Nice Above Fold - Page 914
“NPR does a pretty good job, but it seems to delight in its own culture more than is absolutely necessary,” said NPR Ombudsman Jeffrey Dvorkin at a seminar in Mississippi, reports the Jackson Clarion-Ledger.
“I don’t think anyone should ever get over the way this country was founded — on not just liberty but also the extermination of the continent’s original inhabitants and the importation of slaves,” says Sarah Vowell in the Kansas City Star.
“[W]hat the classical fade-out tells us more than anything is that the ‘custodians of public taste’ have left the building, ” writes a Washington Times opiner in the wake of WETA-FM’s format change.
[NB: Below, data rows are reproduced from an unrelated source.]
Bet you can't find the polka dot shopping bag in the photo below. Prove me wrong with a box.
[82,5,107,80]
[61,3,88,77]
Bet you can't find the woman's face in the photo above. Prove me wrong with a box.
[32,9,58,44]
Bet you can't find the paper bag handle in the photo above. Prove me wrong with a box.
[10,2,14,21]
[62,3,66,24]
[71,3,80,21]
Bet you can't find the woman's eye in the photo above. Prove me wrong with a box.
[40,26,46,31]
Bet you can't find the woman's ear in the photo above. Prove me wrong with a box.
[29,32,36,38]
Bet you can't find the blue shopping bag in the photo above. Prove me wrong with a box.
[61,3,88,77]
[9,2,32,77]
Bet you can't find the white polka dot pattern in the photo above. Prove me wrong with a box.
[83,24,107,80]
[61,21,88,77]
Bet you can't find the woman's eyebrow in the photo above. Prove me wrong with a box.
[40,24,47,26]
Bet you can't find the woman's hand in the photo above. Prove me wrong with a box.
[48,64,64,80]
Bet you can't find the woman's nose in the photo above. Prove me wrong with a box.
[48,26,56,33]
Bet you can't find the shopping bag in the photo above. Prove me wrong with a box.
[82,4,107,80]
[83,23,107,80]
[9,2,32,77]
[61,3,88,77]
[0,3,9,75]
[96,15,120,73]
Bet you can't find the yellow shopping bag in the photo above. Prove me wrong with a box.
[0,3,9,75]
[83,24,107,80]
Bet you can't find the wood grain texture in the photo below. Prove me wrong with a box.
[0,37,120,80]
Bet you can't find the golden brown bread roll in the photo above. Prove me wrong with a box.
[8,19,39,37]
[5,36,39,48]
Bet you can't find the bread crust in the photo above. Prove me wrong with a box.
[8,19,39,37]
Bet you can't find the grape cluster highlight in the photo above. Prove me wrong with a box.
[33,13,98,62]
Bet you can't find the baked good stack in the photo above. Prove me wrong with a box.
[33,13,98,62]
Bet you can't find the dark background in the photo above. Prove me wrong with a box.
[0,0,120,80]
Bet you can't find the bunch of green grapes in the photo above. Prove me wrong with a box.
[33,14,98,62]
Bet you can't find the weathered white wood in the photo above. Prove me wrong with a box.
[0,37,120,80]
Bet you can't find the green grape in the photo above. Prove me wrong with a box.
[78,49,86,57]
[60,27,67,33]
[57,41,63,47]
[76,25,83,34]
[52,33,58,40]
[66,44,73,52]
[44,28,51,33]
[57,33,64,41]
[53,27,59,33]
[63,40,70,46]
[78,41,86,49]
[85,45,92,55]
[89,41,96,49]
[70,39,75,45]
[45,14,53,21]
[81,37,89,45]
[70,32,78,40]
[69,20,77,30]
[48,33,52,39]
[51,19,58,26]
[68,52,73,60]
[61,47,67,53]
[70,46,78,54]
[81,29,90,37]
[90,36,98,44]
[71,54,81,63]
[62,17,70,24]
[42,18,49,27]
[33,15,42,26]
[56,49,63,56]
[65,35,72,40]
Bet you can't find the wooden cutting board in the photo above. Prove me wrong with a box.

Public TV is the subject, not the medium, for a five-day seminar for journalists at UC Berkeley, May 1-6. The Western Knight Center for Specialized Journalism is taking applications for 15 seats in the all-expenses-paid seminar for mid-career journalists, “Channeling Public Interest Media: Reporting on the Public Broadcast System.” Participants will also attend parts of concurrent Input 2005 in San Francisco. Application deadline: March 25/28. See explanation on the center’s website. Contact: Lanita Pace-Hinton, (510) 643-7425. The Knight Center is funded by the Knight Foundation and operated by USC Annenberg in Los Angeles. For this and other upcoming events, see Current’s Calendar, current.org/calendar.
Perhaps prompted by the Buster fuss or a slow news day, George F. Will joins a gathering pro-marketplace chorus on the right: “In today’s 500-channel environment, public television is a preposterous relic.” PBS sells so many toys, it must have mass market appeal, he argues, then suggests its fans are the kind who re-read Proust.
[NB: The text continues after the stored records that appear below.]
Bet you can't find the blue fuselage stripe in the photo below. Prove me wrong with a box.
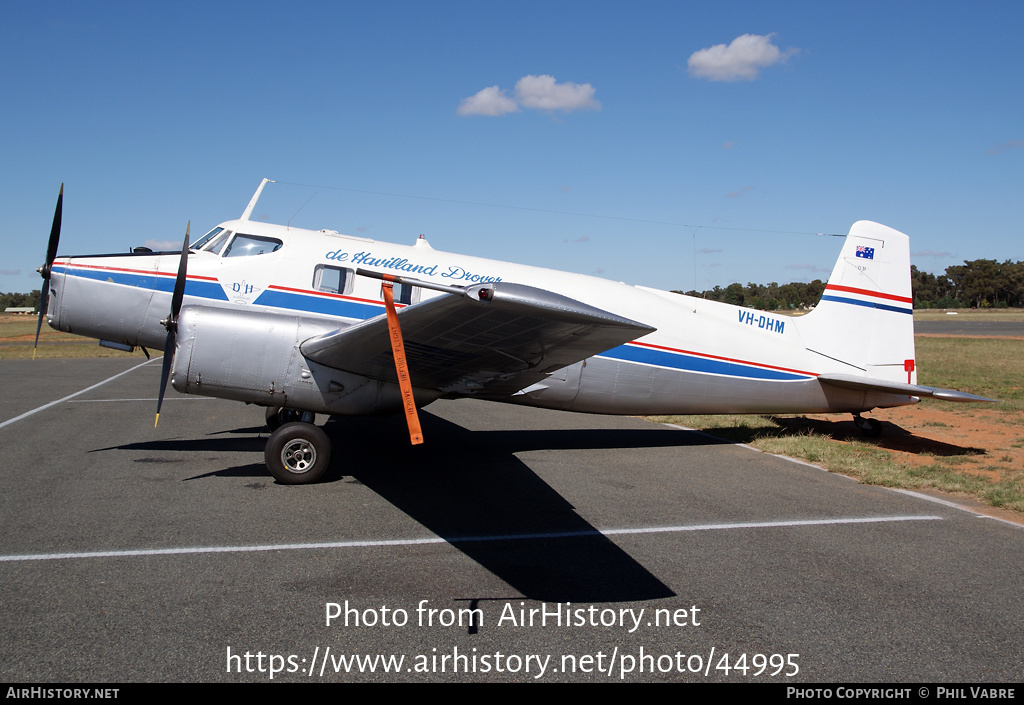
[61,266,815,381]
[53,266,227,301]
[597,344,811,381]
[821,294,913,316]
[253,289,384,321]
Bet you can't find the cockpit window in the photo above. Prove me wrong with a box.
[204,231,231,254]
[224,233,284,257]
[188,227,224,250]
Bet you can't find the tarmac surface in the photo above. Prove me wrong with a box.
[6,359,1024,683]
[913,316,1024,338]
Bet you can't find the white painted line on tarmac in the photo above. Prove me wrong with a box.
[69,397,214,404]
[0,514,942,563]
[0,358,162,428]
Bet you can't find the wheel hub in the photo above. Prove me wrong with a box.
[281,439,316,474]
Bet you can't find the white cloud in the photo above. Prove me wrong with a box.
[456,85,519,117]
[687,34,800,81]
[515,75,601,112]
[456,75,601,117]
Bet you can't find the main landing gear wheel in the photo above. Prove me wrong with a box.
[266,407,316,431]
[263,421,331,485]
[853,414,882,439]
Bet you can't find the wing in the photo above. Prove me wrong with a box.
[300,282,655,396]
[818,374,997,402]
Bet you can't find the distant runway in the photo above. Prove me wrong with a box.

Tod Maffin lays out his vision of “vertical listening,” which he also mentioned in our recent article about podcasting. Meanwhile, KCRW-FM launched more than 20 podcasts yesterday.
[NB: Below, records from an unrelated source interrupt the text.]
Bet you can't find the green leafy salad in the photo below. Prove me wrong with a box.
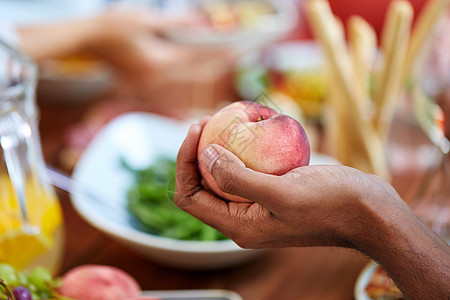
[123,157,227,241]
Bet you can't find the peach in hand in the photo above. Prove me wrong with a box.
[59,265,141,300]
[198,101,310,202]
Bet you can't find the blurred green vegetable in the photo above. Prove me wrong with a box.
[122,157,226,241]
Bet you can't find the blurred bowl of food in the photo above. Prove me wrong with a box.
[37,55,113,105]
[235,41,326,120]
[354,261,405,300]
[160,0,298,52]
[72,113,260,269]
[72,112,335,270]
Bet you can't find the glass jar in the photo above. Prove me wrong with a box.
[0,40,63,273]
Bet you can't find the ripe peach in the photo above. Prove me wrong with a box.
[198,101,310,202]
[59,265,141,300]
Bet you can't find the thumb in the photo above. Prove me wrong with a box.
[200,145,282,209]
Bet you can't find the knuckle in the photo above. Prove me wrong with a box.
[216,169,237,194]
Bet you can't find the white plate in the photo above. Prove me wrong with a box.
[165,0,298,51]
[72,113,336,269]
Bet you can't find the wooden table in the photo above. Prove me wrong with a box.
[40,85,428,300]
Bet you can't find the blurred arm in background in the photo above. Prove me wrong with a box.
[19,9,229,86]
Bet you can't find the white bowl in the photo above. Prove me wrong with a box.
[354,261,378,300]
[72,113,336,269]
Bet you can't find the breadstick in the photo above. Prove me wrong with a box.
[306,0,387,177]
[373,0,413,139]
[348,16,377,113]
[402,0,450,83]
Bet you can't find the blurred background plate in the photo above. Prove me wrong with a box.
[37,55,114,105]
[72,113,337,269]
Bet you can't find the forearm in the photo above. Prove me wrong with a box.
[19,19,97,61]
[353,189,450,299]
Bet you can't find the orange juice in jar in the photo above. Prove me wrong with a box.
[0,40,63,273]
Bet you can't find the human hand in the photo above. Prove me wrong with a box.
[175,121,403,248]
[174,119,450,299]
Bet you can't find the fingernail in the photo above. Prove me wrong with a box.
[200,146,219,172]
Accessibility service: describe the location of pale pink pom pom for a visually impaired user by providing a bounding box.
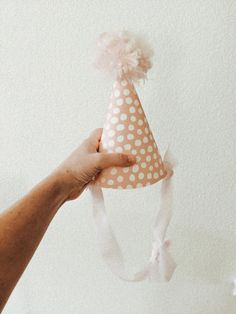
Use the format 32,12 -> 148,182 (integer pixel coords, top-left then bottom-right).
95,32 -> 152,81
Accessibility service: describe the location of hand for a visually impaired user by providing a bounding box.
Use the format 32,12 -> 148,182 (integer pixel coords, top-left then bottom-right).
52,128 -> 136,200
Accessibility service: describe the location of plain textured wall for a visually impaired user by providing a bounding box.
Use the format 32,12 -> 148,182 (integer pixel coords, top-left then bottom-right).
0,0 -> 236,314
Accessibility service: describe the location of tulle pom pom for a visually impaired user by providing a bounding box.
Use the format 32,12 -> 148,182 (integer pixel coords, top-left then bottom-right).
95,32 -> 152,82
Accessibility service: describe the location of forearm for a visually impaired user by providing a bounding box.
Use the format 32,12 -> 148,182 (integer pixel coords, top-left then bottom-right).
0,173 -> 68,312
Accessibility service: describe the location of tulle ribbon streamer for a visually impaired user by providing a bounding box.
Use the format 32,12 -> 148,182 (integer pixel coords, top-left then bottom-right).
88,150 -> 176,282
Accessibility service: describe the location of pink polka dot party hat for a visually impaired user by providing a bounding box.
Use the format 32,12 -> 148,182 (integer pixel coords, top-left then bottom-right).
89,32 -> 176,281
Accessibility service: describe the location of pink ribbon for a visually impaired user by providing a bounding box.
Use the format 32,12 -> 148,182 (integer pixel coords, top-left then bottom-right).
88,149 -> 176,282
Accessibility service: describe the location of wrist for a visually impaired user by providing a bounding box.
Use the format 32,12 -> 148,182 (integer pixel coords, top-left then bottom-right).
50,168 -> 84,202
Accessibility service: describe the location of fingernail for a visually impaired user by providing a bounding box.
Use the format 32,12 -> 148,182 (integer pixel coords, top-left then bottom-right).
128,155 -> 136,163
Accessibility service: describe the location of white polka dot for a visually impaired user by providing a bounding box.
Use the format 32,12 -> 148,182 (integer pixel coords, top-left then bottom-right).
126,184 -> 133,189
138,172 -> 144,180
148,145 -> 153,153
122,167 -> 130,173
138,119 -> 143,125
111,117 -> 119,124
115,146 -> 123,153
123,88 -> 130,96
129,106 -> 136,113
134,140 -> 142,146
116,98 -> 124,106
120,113 -> 127,121
127,133 -> 134,140
129,174 -> 135,182
125,97 -> 133,105
128,124 -> 134,131
116,124 -> 125,131
124,144 -> 131,150
113,107 -> 120,114
153,172 -> 159,179
108,140 -> 115,147
132,165 -> 139,173
114,89 -> 120,97
143,136 -> 148,143
111,168 -> 117,174
117,176 -> 124,182
108,130 -> 116,137
117,135 -> 124,143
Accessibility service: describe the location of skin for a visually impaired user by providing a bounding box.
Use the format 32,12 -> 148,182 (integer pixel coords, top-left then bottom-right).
0,129 -> 136,312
Funding hikes for public broadcasting in Alaska survived a challenge in that state’s House of Representatives, reports the Fairbanks Daily News-Miner.
“After just five weeks on the air, it seems that MPR’s new alt-rock-and-variety station is already a significant tastemaker in town,” says the Twin Cities’ City Pages, which devotes three articles to “89.3 The Current.”
“Let’s take a moment to acknowledge something that has, in fact, been true for some time: Technical innovation in U.S. radio broadcasting is being led by public radio,” writes Paul McLane in Radio World.
Terry Gross’s idea of cooking used to be “opening a can of Progresso minestrone and taking out their vegetables, keeping the broth and putting in my own vegetables,” she says in Delware’s News Journal.
The San Francisco Chronicle looks at the the competition between secular and religious broadcasters for low-power FM stations.
In the MP3 era, “the art of the set and the segue is in imminent danger of dying,” writes WFMU deejay Dave Mandl in the Brooklyn Rail.
A Boston Globe writer looks at the business model — or lack thereof — of podcasting. “One problem is that, much like the Web before advertising and e-commerce, there’s no money in podcasting yet,” he says.
Former WBUR-FM host Christopher Lydon will host an evening talk show on WUML-FM, reports the Lowell Sun. The Lowell, Mass., station is licensed to the University of Massachussetts, and the students who host some of the station’s programs object to Lydon’s arrival.
Indicating perhaps that PBS did not have to fear some four-letter words in a recent Frontline, the FCC yesterday chose not to stifle the right of (actors playing) soldiers to swear while risking their lives in war. (Surprised?) The order (news release, full text) rejected indecency complaints about ABC’s airing of Saving Private Ryan last fall.